My iptables is causing postfix server not to send emails.
A problematic mail.log line is:
Mar 1 06:19:44 server postfix/smtp[9744]: 3D62CA06CA9:
to=, relay=none, delay=42, delays=2.3/0.01/40/0,
dsn=4.4.3, status=deferred (Host or domain name not found.

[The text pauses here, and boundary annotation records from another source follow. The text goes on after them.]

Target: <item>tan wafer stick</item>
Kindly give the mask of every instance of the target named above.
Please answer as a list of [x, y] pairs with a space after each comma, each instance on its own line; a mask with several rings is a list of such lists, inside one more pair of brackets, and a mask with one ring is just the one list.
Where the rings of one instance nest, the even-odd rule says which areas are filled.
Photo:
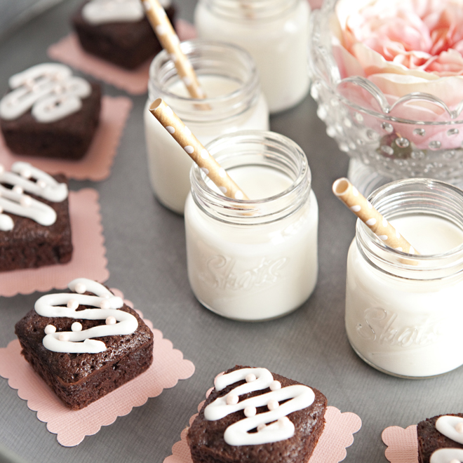
[[[192, 98], [205, 98], [196, 72], [180, 49], [180, 41], [158, 0], [142, 0], [148, 20], [163, 48], [170, 55], [177, 72], [184, 83]], [[206, 109], [206, 108], [205, 108]]]
[[249, 199], [162, 98], [151, 104], [149, 112], [225, 196]]
[[333, 192], [388, 246], [408, 254], [420, 254], [348, 179], [337, 179], [333, 184]]

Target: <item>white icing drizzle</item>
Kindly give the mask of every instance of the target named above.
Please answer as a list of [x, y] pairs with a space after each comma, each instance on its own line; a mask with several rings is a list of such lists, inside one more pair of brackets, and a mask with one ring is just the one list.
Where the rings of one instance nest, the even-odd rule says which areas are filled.
[[[81, 323], [74, 323], [72, 331], [60, 333], [56, 332], [56, 328], [53, 325], [48, 325], [42, 342], [48, 350], [71, 354], [102, 352], [106, 350], [105, 343], [90, 338], [130, 335], [137, 329], [138, 322], [133, 315], [117, 310], [123, 305], [122, 299], [114, 296], [102, 284], [88, 279], [78, 278], [72, 280], [68, 288], [75, 293], [48, 294], [40, 297], [35, 303], [37, 314], [46, 317], [105, 320], [106, 324], [82, 330]], [[77, 294], [86, 291], [95, 295]], [[98, 308], [76, 311], [79, 305]]]
[[90, 83], [73, 76], [69, 67], [53, 62], [32, 66], [10, 77], [8, 83], [13, 90], [0, 100], [0, 116], [8, 121], [31, 109], [38, 122], [58, 121], [79, 111], [81, 99], [92, 91]]
[[[36, 181], [32, 182], [31, 179]], [[56, 221], [56, 213], [45, 204], [25, 194], [25, 192], [59, 203], [68, 194], [67, 185], [58, 183], [53, 177], [27, 162], [15, 162], [11, 172], [7, 172], [0, 164], [0, 184], [13, 187], [13, 189], [0, 184], [0, 230], [8, 232], [14, 227], [9, 213], [26, 217], [41, 225], [52, 225]]]
[[440, 448], [429, 458], [429, 463], [460, 463], [463, 462], [463, 449]]
[[[436, 429], [445, 437], [463, 445], [463, 418], [449, 415], [436, 421]], [[459, 463], [463, 462], [463, 449], [440, 448], [431, 455], [429, 463]]]
[[[243, 380], [246, 380], [245, 384], [234, 388], [226, 396], [218, 397], [204, 409], [204, 417], [209, 421], [244, 410], [246, 417], [226, 429], [225, 442], [230, 445], [256, 445], [283, 441], [294, 436], [294, 424], [287, 415], [313, 403], [315, 395], [312, 389], [303, 384], [281, 388], [267, 368], [242, 368], [222, 375], [217, 379], [215, 389], [221, 391]], [[270, 392], [239, 401], [240, 395], [269, 387]], [[286, 400], [279, 405], [279, 402]], [[264, 405], [269, 411], [256, 414], [255, 409]], [[257, 432], [249, 432], [255, 428]]]
[[[161, 0], [163, 8], [170, 5], [170, 0]], [[91, 0], [82, 8], [82, 16], [89, 24], [107, 22], [135, 22], [145, 16], [140, 0]]]

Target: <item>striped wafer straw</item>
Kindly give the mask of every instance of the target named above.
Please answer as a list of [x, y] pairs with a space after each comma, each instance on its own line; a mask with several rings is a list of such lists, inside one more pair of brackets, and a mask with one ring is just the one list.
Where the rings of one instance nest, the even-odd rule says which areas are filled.
[[420, 253], [348, 179], [338, 178], [333, 184], [333, 192], [388, 246], [408, 254]]
[[[162, 48], [170, 55], [177, 72], [192, 98], [203, 99], [206, 95], [198, 82], [196, 72], [180, 49], [180, 41], [158, 0], [142, 0], [147, 18], [151, 23]], [[205, 108], [206, 109], [206, 108]]]
[[149, 112], [226, 196], [249, 199], [162, 98], [151, 104]]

Name
service error for name=gmail.com type=MX: Host not found, try again)
I found the other guy's explanation on how to fix this.
He proposed:
SERVER_IP="202.54.10.20"
DNS_SERVER="202.54.1.5 202.54.1.6"
for ip in $DNS_SERVER
do
iptables -A OUTPUT -p udp -s $SERVER_IP --sport 1024:65535 -d $ip --dport 53 -m state --state NEW,ESTABLISHED -j ACCEPT
iptables -A INPUT -p udp -s $ip --sport 53 -d $SERVER_IP --dport 1024:65535 -m state --state ESTABLISHED -j ACCEPT
iptables -A OUTPUT-p tcp -s $SERVER_IP --sport 1024:65535 -d $ip --dport 53 -m state --state NEW,ESTABLISHED -j ACCEPT
iptables -A INPUT -p tcp -s $ip --sport 53 -d $SERVER_IP --dport 1024:65535 -m state --state ESTABLISHED -j ACCEPT
done
Isn't there any simpler rule without using the IP?
Thank you very much.
Best Answer
Firewall paranoia doesn't really work if you don't even understand your firewall.
Just set the OUTPUT policy to ACCEPT and allow ESTABLISHED traffic back in.